It's often said, "There are only two hard things in computer science - cache invalidation and naming things." While this quote humorously emphasizes the complexity of caching, it also underscores the significance of mastering caching, especially when working with CDNs.
How CDNs Work and Why You Need Them
The primary purpose of a CDN is to serve web content from different servers based on the user’s geographical location. CDNs keep copies of data (images, large JavaScript files etc.) on multiple high-throughput servers all around the world. By serving the data from the server that’s closest to the actual user they ensure blazing fast access to content, enhancing the user experience and reducing latency.
There are multiple ways of configuring CDNs, but this post will investigate what’s often referred to as a “reverse proxy” setup. In this scenario, when a user requests content, the CDN first checks its cache. If the content is present (a cache hit), it's delivered from the closest server. If not (a cache miss), the CDN fetches it from the origin (your) server, caches it, and then delivers it to the user.
Some of the most renowned CDNs include:
- Cloudflare: Known for its security features and comprehensive free tier.
- CloudFront: Amazon's robust CDN solution, integrating seamlessly with other AWS services.
- Fastly: Praised for its real-time cache analytics and speedy content delivery.
- Akamai: One of the oldest and largest CDNs, catering to top-tier businesses.
The Power of Cache-Control Headers with CDNs
Without proper Cache-Control headers, a CDN might frequently contact the origin server or serve outdated content. Both scenarios negate the primary advantages of a CDN: speed and reduced load on the origin server. Cache-Control headers provide directives to the CDN about how, and for how long, to cache content.
Decoding Cache-Control: Using It Right
There's a plethora of cache-control directives, but here are the notable ones:
- max-age: Specifies the maximum amount of time (in seconds) the content can be cached.
- public: Indicates any cache, including CDNs, can cache the content.
- private: The response is specific to a user and should not be cached by shared caches like CDNs but can be cached by their browser.
- no-cache / no-store: Prohibits caching altogether. Use e.g. for real-time API responses.
It's crucial to note that relying on no-cache or no-store isn't ideal for semi-static content (i.e. images which change frequently). While they seem like a safe bet, they can cripple the very benefits CDNs provide by forwarding every request to the server and adding latency by being just one hop in between.
How Etags Work
Etags, or Entity Tags, are unique identifiers assigned to specific versions of web resources. When a user first requests a resource, the server provides the content with an Etag. On subsequent requests, the client sends back this Etag, essentially asking, "Has the content changed since this tag?" If unchanged, the server responds with a "Not Modified" status, so the client uses its cached version. If different, the server sends the updated content with a new Etag.

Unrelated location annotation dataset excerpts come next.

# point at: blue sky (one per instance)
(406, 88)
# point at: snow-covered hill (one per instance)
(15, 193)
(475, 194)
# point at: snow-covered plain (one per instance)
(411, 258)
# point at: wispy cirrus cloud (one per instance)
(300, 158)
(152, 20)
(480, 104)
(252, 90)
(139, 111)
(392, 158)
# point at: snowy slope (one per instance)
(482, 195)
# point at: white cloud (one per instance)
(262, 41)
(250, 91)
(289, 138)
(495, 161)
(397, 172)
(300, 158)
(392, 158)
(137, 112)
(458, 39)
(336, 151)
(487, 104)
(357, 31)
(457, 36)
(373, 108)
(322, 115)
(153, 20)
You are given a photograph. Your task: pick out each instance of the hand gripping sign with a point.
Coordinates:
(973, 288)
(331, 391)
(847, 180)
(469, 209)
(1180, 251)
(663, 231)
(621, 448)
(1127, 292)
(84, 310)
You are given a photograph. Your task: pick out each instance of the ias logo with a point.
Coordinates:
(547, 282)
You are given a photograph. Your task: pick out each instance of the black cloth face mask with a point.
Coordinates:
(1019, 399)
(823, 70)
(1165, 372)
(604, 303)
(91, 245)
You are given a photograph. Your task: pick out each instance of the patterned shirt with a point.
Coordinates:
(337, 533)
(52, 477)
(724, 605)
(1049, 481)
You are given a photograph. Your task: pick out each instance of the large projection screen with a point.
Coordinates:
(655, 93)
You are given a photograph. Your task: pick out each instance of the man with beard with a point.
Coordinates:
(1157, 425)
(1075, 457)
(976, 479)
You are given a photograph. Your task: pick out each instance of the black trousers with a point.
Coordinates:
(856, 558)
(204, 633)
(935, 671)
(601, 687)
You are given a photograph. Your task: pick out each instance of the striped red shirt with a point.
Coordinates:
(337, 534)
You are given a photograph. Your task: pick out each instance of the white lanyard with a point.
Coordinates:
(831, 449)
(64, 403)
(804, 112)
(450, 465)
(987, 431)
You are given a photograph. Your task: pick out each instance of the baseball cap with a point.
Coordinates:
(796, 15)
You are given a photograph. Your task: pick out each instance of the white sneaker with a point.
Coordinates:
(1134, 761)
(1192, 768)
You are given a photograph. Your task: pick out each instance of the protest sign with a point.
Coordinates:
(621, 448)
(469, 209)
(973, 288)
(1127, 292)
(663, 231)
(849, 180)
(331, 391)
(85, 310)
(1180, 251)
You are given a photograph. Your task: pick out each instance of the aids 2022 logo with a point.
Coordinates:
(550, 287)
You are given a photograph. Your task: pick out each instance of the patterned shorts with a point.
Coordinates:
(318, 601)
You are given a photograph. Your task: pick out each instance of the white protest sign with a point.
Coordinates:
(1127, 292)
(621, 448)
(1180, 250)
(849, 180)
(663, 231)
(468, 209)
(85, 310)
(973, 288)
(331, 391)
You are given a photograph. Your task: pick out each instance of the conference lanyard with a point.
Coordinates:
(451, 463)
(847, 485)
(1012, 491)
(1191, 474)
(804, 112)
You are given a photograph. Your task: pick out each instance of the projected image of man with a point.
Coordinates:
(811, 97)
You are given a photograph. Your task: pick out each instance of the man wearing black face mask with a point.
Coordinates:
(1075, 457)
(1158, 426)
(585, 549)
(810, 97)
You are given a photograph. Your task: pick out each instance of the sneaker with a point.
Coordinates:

This mechanism saves bandwidth, ensures efficient content verification, and helps maintain a fresh cache.
The Elegance of must-revalidate and proxy-revalidate
Instead of the stark no-cache or no-store, the directives must-revalidate and proxy-revalidate are more nuanced and beneficial.
- must-revalidate: It mandates that once content becomes stale (surpasses max-age), caches must check with the origin server for updates before serving it. It ensures fresh content without frequent checks.
- proxy-revalidate: It's similar to must-revalidate, but it's specific to shared caches like CDNs. Paired with Etags, the CDN can quickly ascertain if content has changed or if its cached version is still relevant.
The combined use of must-revalidate, proxy-revalidate, and Etags creates a streamlined content delivery process. CDNs serve content speedily, but when content might be stale, these headers ensure that the CDN efficiently verifies and updates as needed.

In Conclusion
While CDNs can drastically improve web performance, their efficiency hinges on the judicious use of cache-control headers. By leveraging directives like must-revalidate and proxy-revalidate, developers can harness the full potential of CDNs while ensuring content remains fresh and relevant for users.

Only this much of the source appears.